What has happened with Plan B --the undermining/removal of key evaluators to prevent a drug from being marketed—is the exact opposite of what happened with the approval of rDNA insulin. Addressing this in his book “Too Profitable to Cure,” Brent Hoadley has written:

The FDA approved the new process for making rDNA insulin in 1982, along with the resulting product—human insulin. At the time, the approval process for new drugs, from application to approval, was completed in approximately two years.

Remarkably, rDNA insulin garnered FDA approval in only five months, despite the fact that the process was entirely new and without precedent for evaluation.

Fortunately for the FDA and Eli Lilly, Henry I. Miller10 had come to the agency from the new biotech industry. A self-proclaimed authority in this developing area, Miller, who was only a division head, was initially stymied in his efforts to garner approval for Lilly’s genetically engineered insulin. His boss, the agency head, had concerns about this new product and methodology, especially since long-term safety studies were unavailable. Miller recently admitted how, when the agency head went on vacation, he convinced the acting head to sign off on the approval process, and expeditiously rubber-stamped the approval.

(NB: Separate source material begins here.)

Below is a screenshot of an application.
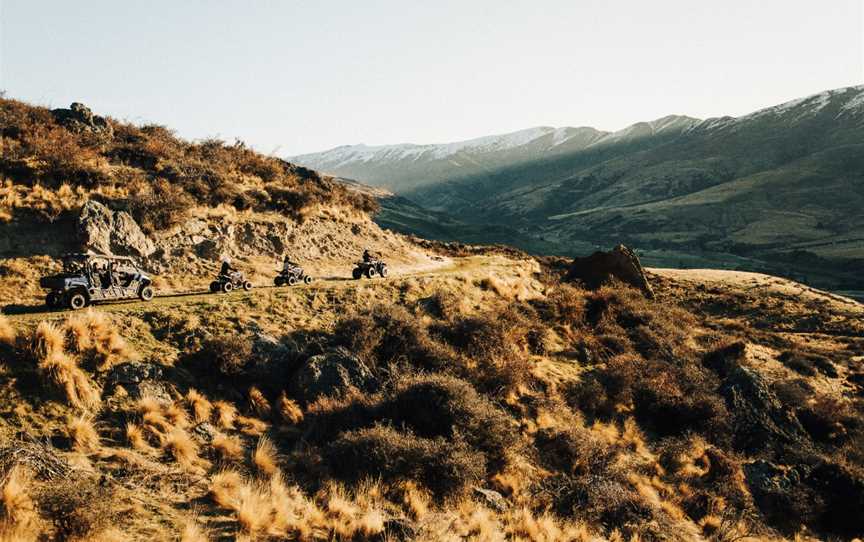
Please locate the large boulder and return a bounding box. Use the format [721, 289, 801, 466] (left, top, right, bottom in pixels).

Lilly’s approval for Humulin ranks eighth on the FDA list of ten fastest drug approvals. All the drugs that have received speedier approval were products of “fast-tracking”—a procedure the government implemented 10 to 14 years after the advent of human insulin.

If nothing else, this shows us that the more things change, the more they stay the same. This action occurred in the early 1980s, and essentially presented a roadmap for other unworthy acts that we have witnessed over the past two decades.